Apart from the obvious noise nuisance, however, these folks are pretty awesome. They’ll be baffled at the concept of you using trails for the bizarre activity of running, but they’ll frequently offer you food and try to hit you up for conversation. The best way to interact with these people is to give them a polite wave as you run by, give a wide berth to their lawn chairs and picnic blankets, and accept any offer of food with sincere gratitude (considering that you are already probably bonking at this point).

2. Waterborne Lovebirds:

Let’s be honest, going hiking with a loved one can be a very romantic experience. I personally just took my significant other out hiking on Bull Creek yesterday, and we had a wonderful time. But every once in a while, (while sitting on a ledge holding hands at a particular waterfall, or expressing their love for one another in the middle of a moving stream), these sweethearts can drift from public displays of affection into minor public displays of indecency.

It’s generally harmless, considering that they’re usually a few miles into the woods away from most public view, and they’re usually hidden behind some trees or bushes. However, for us as runners, their concealment makes them all the more difficult to avoid, because you can’t see them until you literally stumble upon their mini Game of Thrones reenactment. You may immediately avert your gaze, but not before you see their eyes looking upon you with the same terror usually reserved for random tiger attacks and annual performance job reviews.

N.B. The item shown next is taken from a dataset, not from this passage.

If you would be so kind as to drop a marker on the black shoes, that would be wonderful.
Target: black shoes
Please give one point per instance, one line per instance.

Your best response in this situation is just to put your hands up as blinders around your face, briefly mumble an apology, and pretend to run as fast as Jim Walmsley as you escape this desperately awkward moment.

3. Bull Creek Burners:

As I was running on Saturday, I came upon a bearded young man with bloodshot eyes who warned me not to run too quickly lest I suddenly stumble upon a group of his friends that had gathered further down the trail. He indicated to me (with a two fingered sign to his lips) that these compatriots may be sharing their enthusiasm for herbs with one another. If I’m honest though, I didn’t really need this warning. You can usually smell the distinctive smell from quite a ways off, and the plumes of smoke rising from their gathering are visible enough to signal their activities to any other reggae devotees in the area.

(Police sketch of these hooligans at Bull Creek)

The best way to practice trail etiquette with these folks is to slow your pace and make a lot of noise (patting your thighs or making weird sounding whoops) to give these persons warning and time to hide their illicit substances. They’re relatively calm and polite people, so as long as you give them some notice, you won’t give them or yourself any cause to worry.


Running anywhere in this weird town ensures that you’ll meet a cast of quirky characters, but trail systems like Bull Creek are special places where the truly amazing culture of Austin still lingers away from high rise condos and traffic. If you really want to see the true side of Austin, come check out Bull Creek on a weekend, and you won’t be disappointed.